Apr 072010
Authors: Savannah King

Dudes, there’s nothing more adorable than when you cry.

You know, when it’s for legitimate reasons –– like bones sticking out of your arms, or when someone dies. Otherwise, it’s just weird.

But we also give you special dispensation for tear-jerking movies and books, because let’s face it, it gets a little old being the only ones who get all misty eyed during them.

Once in a while, we like to see you feel.

So the next time you good sirs decide it’s time for a little bawling, or you just need a girl to find you “awww” worthy, try picking up “Where the Red Fern Grows” by Wilson Rawls.

Not only is it an overlooked classic, so you’ll look awesomely intellectual, it also may be the only book I can guarantee would make the most macho, testosterone-hyped man sob like a little girl.

Not to mention it has puppies on the front cover.

The entire novel itself is an old man’s flashback to his adolescent life in the Ozark Mountains.
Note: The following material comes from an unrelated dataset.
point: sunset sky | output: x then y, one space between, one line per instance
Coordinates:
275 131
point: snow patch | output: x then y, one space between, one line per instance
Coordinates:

As a youngster, the man, who was called Billy, held getting himself a pair of hunting dogs as his biggest life goal.

Basically, Billy puts in some good ol’ fashioned hard work and determination, gets his dogs, Little Ann and Old Dan, and turns them into the best raccoon hunters in the region.

It might be hard to find a book more rooted in emotion and experiences than “Where the Red Fern Grows.”

The descriptions Rawls gives of the touching scenes and Billy’s love for his dogs are done from the point of view of a down-to-earth child, who makes them as simple and universal as possible.

This novel puts the reader right into the shoes of Billy and his dogs –– everyone can relate to his coming of age, and that unconditional love everyone has felt for someone in their life.

“Where the Red Fern Grows” is a timeless story for all ages and gender (girls, you’ll enjoy crying at it too), that will never go out of style and should be more widely advocated as one of the all-American classics.

Since your high school didn’t make you read it, I’m telling you to.